Marilyn leans the weight of her aching hip on the side of the counter trying not to catch anyone’s eyes while the shop assistant’s excited tuts pass judgement against the unworn items with labels attached; that navy blue woollen waistcoat which cost a week’s wages the year they were married; the leg of Joseph’s best suit trousers is tangled in a cardigan she last wore for a Whitsun weekend in Whitby. It’s all a mess. ‘Isn’t it possible for me to just leave them here?” she asks, rolling the ring in her hand.
He keeps pulling items out and casting deep breaths at them.
‘No, we do need to check the quality of items before accepting them.’
It turns out there is a system for all lost things, even racing pigeons. Sandra at the post office told her there was a website these days for tracing them; all you do is enter the code and it gives you a name and a telephone number.
‘Websites are not so easy at my age.’ Marilyn says, thanking Susan for looking it up on her phone and writing the telephone number down.

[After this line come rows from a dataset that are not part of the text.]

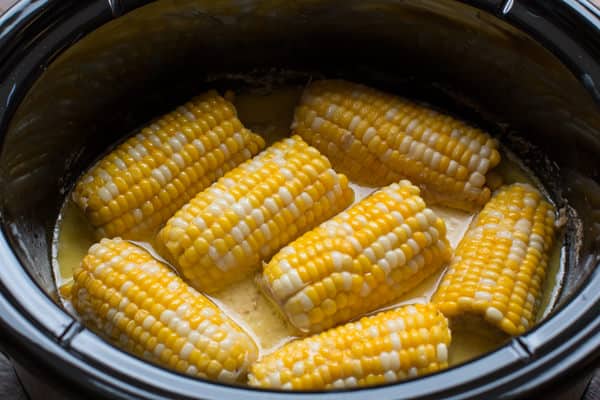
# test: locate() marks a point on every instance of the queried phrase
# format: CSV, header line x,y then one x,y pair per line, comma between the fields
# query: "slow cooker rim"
x,y
69,337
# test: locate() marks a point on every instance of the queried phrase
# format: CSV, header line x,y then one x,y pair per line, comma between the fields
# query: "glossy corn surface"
x,y
387,347
499,267
376,138
362,259
139,185
120,291
226,231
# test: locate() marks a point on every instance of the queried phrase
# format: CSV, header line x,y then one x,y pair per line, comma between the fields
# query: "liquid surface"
x,y
270,113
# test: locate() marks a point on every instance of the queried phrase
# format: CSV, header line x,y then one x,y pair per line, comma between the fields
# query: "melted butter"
x,y
76,236
270,113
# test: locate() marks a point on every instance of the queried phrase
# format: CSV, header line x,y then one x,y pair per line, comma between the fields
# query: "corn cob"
x,y
142,306
139,185
359,261
225,232
387,347
376,139
499,266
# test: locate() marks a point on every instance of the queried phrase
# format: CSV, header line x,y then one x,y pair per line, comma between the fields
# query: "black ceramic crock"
x,y
75,76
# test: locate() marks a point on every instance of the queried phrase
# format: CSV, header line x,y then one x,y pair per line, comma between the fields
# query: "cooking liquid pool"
x,y
270,114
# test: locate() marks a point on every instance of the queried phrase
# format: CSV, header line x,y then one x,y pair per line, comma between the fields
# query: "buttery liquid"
x,y
270,113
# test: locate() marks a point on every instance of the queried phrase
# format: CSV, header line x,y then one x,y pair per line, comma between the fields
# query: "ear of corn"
x,y
499,266
377,139
226,231
143,307
359,261
387,347
139,185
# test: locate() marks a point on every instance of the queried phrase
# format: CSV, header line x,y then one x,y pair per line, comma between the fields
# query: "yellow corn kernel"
x,y
499,266
387,347
371,253
376,139
138,303
226,231
139,185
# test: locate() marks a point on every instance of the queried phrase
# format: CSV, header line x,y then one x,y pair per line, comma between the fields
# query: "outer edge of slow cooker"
x,y
77,352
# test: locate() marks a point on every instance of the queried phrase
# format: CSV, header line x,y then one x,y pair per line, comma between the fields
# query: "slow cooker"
x,y
76,75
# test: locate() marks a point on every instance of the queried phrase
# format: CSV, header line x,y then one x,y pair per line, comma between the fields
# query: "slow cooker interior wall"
x,y
449,54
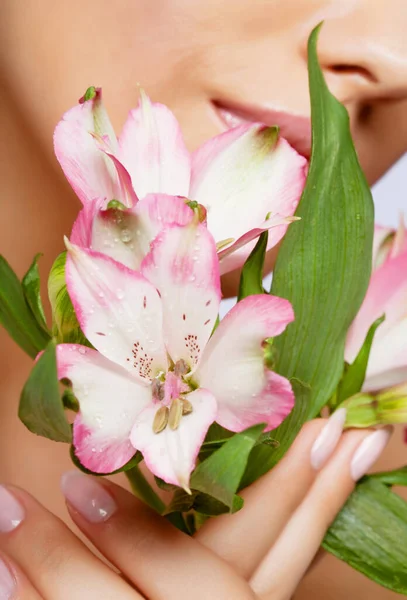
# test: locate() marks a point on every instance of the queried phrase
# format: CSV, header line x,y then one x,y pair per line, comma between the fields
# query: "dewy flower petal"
x,y
110,400
183,265
119,311
387,294
232,366
171,454
242,175
91,172
126,235
152,149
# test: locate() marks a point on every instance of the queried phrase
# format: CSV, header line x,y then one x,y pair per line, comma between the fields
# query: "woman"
x,y
213,64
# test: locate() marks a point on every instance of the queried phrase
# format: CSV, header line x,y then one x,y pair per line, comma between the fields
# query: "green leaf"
x,y
41,408
370,534
355,374
133,462
390,478
32,293
66,328
219,475
324,263
15,314
251,278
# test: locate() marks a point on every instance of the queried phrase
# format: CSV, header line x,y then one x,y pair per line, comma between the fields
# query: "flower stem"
x,y
143,490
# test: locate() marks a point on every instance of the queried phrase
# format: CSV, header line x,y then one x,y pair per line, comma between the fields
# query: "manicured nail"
x,y
11,511
328,439
368,452
88,497
7,582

The allotment the gentleman named on the phone sounded familiar and as she drove there tall flats towered over green parks and things she remembered came into view. As Marilyn drove, she rolled the blue ring between her fingers. It was just as soothing as it used to be.
Turning the car into the muddy puddles that pass for parking spaces, Marylin spotted a man about her age standing by the whitewashed pigeon loft. The late afternoon clouds above him swirl – noticing the way his cardigan frays at the cuffs and is held together with a single large blue button straining over his round belly. A flat cap hiding grey tufts of hair. He waves and pats his hands on his trousers before reaching out to shake hers. Feeling overdressed in her mackintosh coat and floral scarf, Marilyn considers briefly why of all the clothes she bought and loved and wore over her life, why these ended up being things she couldn’t part with.
After all, she’d counted fifteen bags dispatched across town to charity shops to bid farewell to each fading scent and soft rub of worn fabric that wore her down everytime she opened the wardrobe to be reminded of that woman she used to be. The one who wanted so much and waited. Where had all that wanting got her in the end?
“I appreciate you calling. A reminder of Betsy after all these years is one way to make an old man happy.” Bob chuckled and Marilyn smiled weakly in return. He looks like a Bob. Not like Joseph, who always looked grander than a plain old Joe; a name that stuck with workmates at the colliery. But behind the doors of the home they made together, he was always Joseph. Lemony aftershave and a brown felted hat for Sunday best – a kind word for everyone.
The shed is vast – she follows Bob in, tracing along the dozens of cages that line up with the quick moving bodies of racing pigeons, the quivering feathers and earthy scent of bird droppings and damp straw. He points to the gas stove and offers her a cuppa. She is surprised to find herself accepting not just the tea, but the company, the ease at which she suddenly agrees to sit on a folded chair, a wire cage separating her from the throng of birds cooing, wings flapping and scuffling in the sawdust.
“So you live out at the coast?” he asks.
“Yes, that’s where I found the pigeon in my garden. Was it him? Sorry I couldn’t tell.”
“A fine racer. Betsy, she was one of my best. In fact, the best, 5 times champion in the districts. That was the closing race in the 1999 season, our club set 200 birds off in Nantes and only 181 made it home. Don’t even know why we lost so many in that race. Sometimes weather, maybe a bolt of lightning knocks them off course – can’t be sure.”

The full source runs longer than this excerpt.